Ever read the jargon file? I think you should. It is a window into some of the most inventive of human intellect. And no, you dont really have to understand everything that is written on those pages. That is not the reason for reading them. The idea is to just skim them and read on, just to find ideas and thoughts that are truly unique in their own right.

Guess I am blabbering right now. Just wanted to remind myself to read this so wrote this in.

H.A.N.D

~!nrk

January 08, 2003

The weakening of the written word

With the explosion of the Information Age, there has been a great hoopla built about the easy accessibility of information. The great Information Divide it seems has been conquered. And Information is available to everyone and at everyplace. But what has probably been lost is the fact that this easy access to information has actually lessened the impact of information.

No, I am not talking about the Information overload that is causing people to spend lots of time just trying to find the information that is relevant to them. I am also not talking about the increase of information availability leading to people broadening themselves, speaking with reference to knowledge, and not gaining a sufficiently deep understanding at the same time.

What I am talking about is the relative weakening of the written word vis-a-vis the spoken word. Seems as though we have come a full circle, from the days before writing ever existed. When the only word was the spoken word. Now the Information age is restacking the odds for the spoken word - the word of the expert.

The reason is this. The explosion of the new era has driven down the costs of information disbursal - and the costs of information generation. Anyone can sit in front of a computer and can generate information - something like what I am doing now. This has meant that there is no automatic disincentive to generate information, which once allowed only those who actually had knowledge to embark upon disbursal. When a book was released, there was a certain certainty of quality associated with it. Though this has been coming down with the decrease in cost of publishing in the recent times, the information explosion has been among the last of nails onto its coffin so to speak.

The typical manifestation of it is seen in all sorts of situations. One is the proliferation of impersonation sites. These include sources of information that are not bonafide either by design or by accident. Those by design include the hoax sites, hoax email chains and so on. Those by accident include all the personal information sites which include and are not restricted to blog sites, information discussion fora, fun focus sites, ask a question sites etc. And the information is anything from health, to technology, to personal blacklisted email domains. These information sources have such a low signal to noise ration that it is increasingly becoming difficult to figure out signal from noise.

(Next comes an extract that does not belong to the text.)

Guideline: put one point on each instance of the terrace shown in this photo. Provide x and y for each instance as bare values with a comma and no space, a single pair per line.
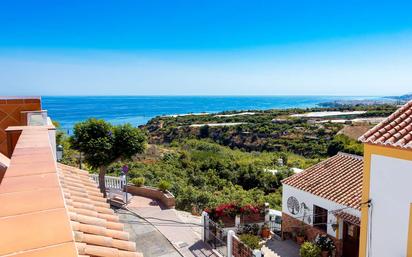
61,205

This has led to a rapid disillusioning of the information seeker. "I know this is true, I read it on the Internet" does not hold must water anymore. Once bitten twice shy, users are rapidly switching to not trusting the Internet for their informatino needs. Some who can actually separate the signal from noise are profiting, while there are a lot others for whom it is either mistrust or increasing exposure to quoting the wrong information.

Typically technology has responded too. A number of methods have come out which try to understand and review information. The volume of the Internet is so huge that it was deemed impossible to manually classify information. Hence there were a number of automatic, technical methods of information classification which came up. Some it seems succeeded, like the omnipresent google. However as with technology, somewhere the users got whiff of technology and go into the act of meta information manipulations. These moves is slowly rendering difficult data quality prediction using technology. The circle now is complete - it is back to man and manual methods to classify information. Back to the expert. May be technically it is the published word, but it is a good as the spoked word - the word of the expert.

A number of models which do this are currently in vogue. The about.com's initiative is one such effort. It aims to manually give the best sites of information for all the information needs of the Internet users. The other model is that of peer and continuous evaluation. Sites like experts-exchange and slashdot are typical of this method, where experts are the users and where these experts cull out the best of the information available. Hence is the relative weakening of the written word vis-a-vis the spoken word.